HIGH AND LOW (TENGOKU TO JIGOKU) (Akira Kurosawa, 1963)
323 Sixth Ave. at West Third St.
June 17-19, $13, 11:00 am
Series continues through September 11
On the verge of being forced out of the company he has dedicated his life to, National Shoes executive Kingo Gondo’s (Toshirō Mifune) life is thrown into further disarray when kidnappers claim to have taken his son, Jun (Toshio Egi), and are demanding a huge ransom for his safe return. But when Gondo discovers that they have mistakenly grabbed Shinichi (Masahiko Shimazu), the son of his chauffeur, Aoki (Yutaka Sada), he at first refuses to pay. But at the insistence of his wife (Kyogo Kagawa), the begging of Aoki, and the advice of police inspector Taguchi (Kenjiro Ishiyama), he reconsiders his decision, setting in motion a riveting police procedural that is filled with tense emotion. Loosely based on Ed McBain’s 87th Precinct novel King’s Ransom, High and Low is divided into two primary sections: the first half takes place in Gondo’s luxury home, orchestrated like a stage play as the characters are developed and the plan takes hold. The second part of the film follows the police, under the leadership of Chief Detective Tokura (Tatsuya Nakadai), as they hit the streets of the seedier side of Yokohama in search of the kidnappers.
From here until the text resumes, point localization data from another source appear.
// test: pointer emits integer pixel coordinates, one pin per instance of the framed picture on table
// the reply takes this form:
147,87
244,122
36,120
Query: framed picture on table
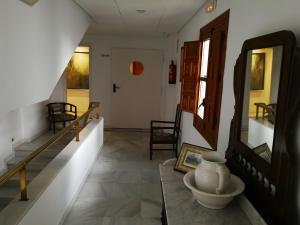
190,157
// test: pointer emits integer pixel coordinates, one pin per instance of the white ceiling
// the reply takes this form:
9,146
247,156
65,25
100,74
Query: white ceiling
120,17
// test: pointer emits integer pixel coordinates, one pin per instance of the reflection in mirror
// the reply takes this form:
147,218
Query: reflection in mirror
260,99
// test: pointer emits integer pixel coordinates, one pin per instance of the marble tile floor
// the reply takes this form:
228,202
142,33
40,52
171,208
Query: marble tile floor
123,187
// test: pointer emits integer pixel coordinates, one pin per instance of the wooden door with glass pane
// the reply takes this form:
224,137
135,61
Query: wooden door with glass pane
189,71
213,38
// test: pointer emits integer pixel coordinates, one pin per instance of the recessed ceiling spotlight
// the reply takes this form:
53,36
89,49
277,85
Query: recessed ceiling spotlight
141,10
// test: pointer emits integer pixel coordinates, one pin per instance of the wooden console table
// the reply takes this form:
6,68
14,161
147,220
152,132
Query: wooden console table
179,207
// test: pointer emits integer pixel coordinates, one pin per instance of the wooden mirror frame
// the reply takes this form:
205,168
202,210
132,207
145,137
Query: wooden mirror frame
271,188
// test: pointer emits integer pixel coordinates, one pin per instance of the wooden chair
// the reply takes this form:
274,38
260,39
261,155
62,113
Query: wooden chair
61,112
158,136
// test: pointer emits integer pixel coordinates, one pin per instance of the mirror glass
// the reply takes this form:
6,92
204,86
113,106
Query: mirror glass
260,99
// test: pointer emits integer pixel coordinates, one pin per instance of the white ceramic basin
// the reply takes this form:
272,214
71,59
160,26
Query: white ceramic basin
214,201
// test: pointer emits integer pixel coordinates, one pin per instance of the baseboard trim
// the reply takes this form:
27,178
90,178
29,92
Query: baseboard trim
250,211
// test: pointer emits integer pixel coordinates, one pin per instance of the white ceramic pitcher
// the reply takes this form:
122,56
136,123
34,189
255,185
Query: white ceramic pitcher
212,175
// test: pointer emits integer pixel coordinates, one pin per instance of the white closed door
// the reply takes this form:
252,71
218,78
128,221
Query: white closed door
135,99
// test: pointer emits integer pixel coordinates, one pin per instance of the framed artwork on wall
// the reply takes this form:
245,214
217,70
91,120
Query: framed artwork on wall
258,71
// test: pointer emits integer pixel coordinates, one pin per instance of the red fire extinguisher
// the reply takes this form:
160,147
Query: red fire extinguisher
172,73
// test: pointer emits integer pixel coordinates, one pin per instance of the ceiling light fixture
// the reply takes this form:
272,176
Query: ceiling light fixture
210,6
29,2
141,10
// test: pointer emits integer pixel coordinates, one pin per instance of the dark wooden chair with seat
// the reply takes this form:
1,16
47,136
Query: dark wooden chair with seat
159,136
61,112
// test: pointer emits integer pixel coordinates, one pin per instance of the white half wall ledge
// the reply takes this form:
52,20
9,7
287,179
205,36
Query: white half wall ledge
29,2
52,193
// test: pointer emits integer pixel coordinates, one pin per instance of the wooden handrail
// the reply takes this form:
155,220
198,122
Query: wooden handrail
20,167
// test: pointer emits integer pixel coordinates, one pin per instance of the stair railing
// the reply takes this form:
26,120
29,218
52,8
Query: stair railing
20,167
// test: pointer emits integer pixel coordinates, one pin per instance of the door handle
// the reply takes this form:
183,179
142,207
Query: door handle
115,87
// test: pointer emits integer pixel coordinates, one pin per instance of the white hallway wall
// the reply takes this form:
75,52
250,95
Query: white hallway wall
36,44
100,75
20,125
247,19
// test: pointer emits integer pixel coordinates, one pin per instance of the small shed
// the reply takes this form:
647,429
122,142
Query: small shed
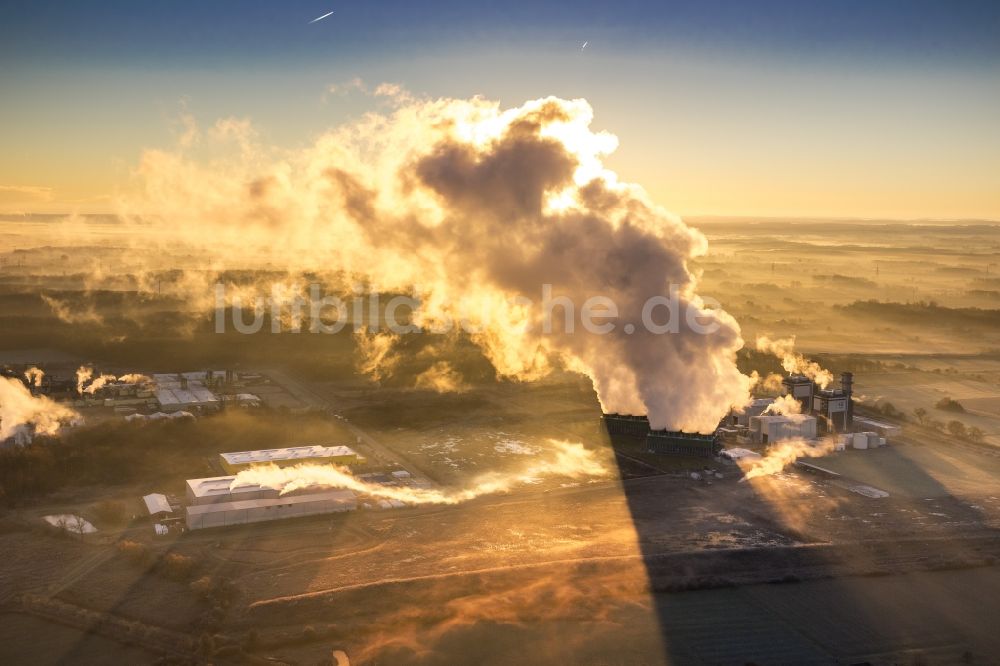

Known in Japan as Tengoku to Jigoku, which translates as Heaven and Hell, High and Low is an expert noir, a subtle masterpiece that tackles numerous socioeconomic and cultural issues as Gondo weighs the fate of his business against the fate of a small child; it all manages to feel as fresh and relevant today as it probably did back in the ’60s. It is screening at 11:00 am June 17-19 as part of the IFC Center’s Weekend Classics: Kurosawa series, which continues June 24-26 with Dodes’ka-Den (1970) and July 1-4 with Seven Samurai (1954).